Recently, AI development has progressed rapidly. The above image — combining *Nano Banana Pro* with the classic *Attention Is All You Need* architecture diagram — shows *Sun Wukong* explaining the Transformer to *Sun Gohan*. Platforms such as **Bilibili** are trending with creative AI videos, e.g., *Journey to the West* characters singing.

This raises key questions:
- Why are LLMs so powerful?
- What principle drives the Transformer?
- How does its architecture work in detail?
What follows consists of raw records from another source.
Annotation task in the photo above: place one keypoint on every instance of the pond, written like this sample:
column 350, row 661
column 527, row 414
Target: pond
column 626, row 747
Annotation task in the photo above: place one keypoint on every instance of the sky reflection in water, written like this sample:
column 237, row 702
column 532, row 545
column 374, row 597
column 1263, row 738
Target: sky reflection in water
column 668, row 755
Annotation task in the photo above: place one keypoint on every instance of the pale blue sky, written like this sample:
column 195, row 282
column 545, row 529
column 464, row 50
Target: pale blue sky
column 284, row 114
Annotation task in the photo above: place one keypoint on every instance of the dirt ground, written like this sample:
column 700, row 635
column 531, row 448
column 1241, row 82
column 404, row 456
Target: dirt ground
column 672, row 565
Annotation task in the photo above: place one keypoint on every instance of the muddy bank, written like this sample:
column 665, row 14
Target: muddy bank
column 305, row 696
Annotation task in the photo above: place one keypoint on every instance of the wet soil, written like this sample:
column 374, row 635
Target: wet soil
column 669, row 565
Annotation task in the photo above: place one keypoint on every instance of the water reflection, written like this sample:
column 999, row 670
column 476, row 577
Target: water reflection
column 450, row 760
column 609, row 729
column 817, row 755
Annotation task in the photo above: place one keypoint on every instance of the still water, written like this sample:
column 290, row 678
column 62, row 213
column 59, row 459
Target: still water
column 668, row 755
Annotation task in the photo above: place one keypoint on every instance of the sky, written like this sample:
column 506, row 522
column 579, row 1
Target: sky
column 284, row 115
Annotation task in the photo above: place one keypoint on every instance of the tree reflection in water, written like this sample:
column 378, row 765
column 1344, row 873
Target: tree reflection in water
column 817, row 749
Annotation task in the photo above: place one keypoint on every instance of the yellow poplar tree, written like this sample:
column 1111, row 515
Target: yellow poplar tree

After studying sources like *Building Large Models from Scratch*, *Illustrated Large Models*, and *Hands-On Transformer NLP Applications*, we will explain these principles using the example: translating  
*"Transformer is powerful." → "Transformer 很强大。"*

---

### Core Challenges:
- **Understanding words** — Machines only understand numbers; how do they interpret words? → See **Tokenization**
- **Understanding word order** — Sequence changes meaning (“Dog bites man” vs “Man bites dog”). → See **Positional Encoding**
- **Understanding relationships** — “Powerful” modifies “Transformer”. → See **Attention Mechanism**

![image](https://blog.aitoearn.ai/content/images/2025/12/img_002-70.jpg)

---

## LLM Architecture Analysis

The **Transformer** (introduced in *Attention Is All You Need*) revolutionized sequence modeling. It powers nearly all modern large language models, evolving from **BERT** and **GPT** to today's multimodal models.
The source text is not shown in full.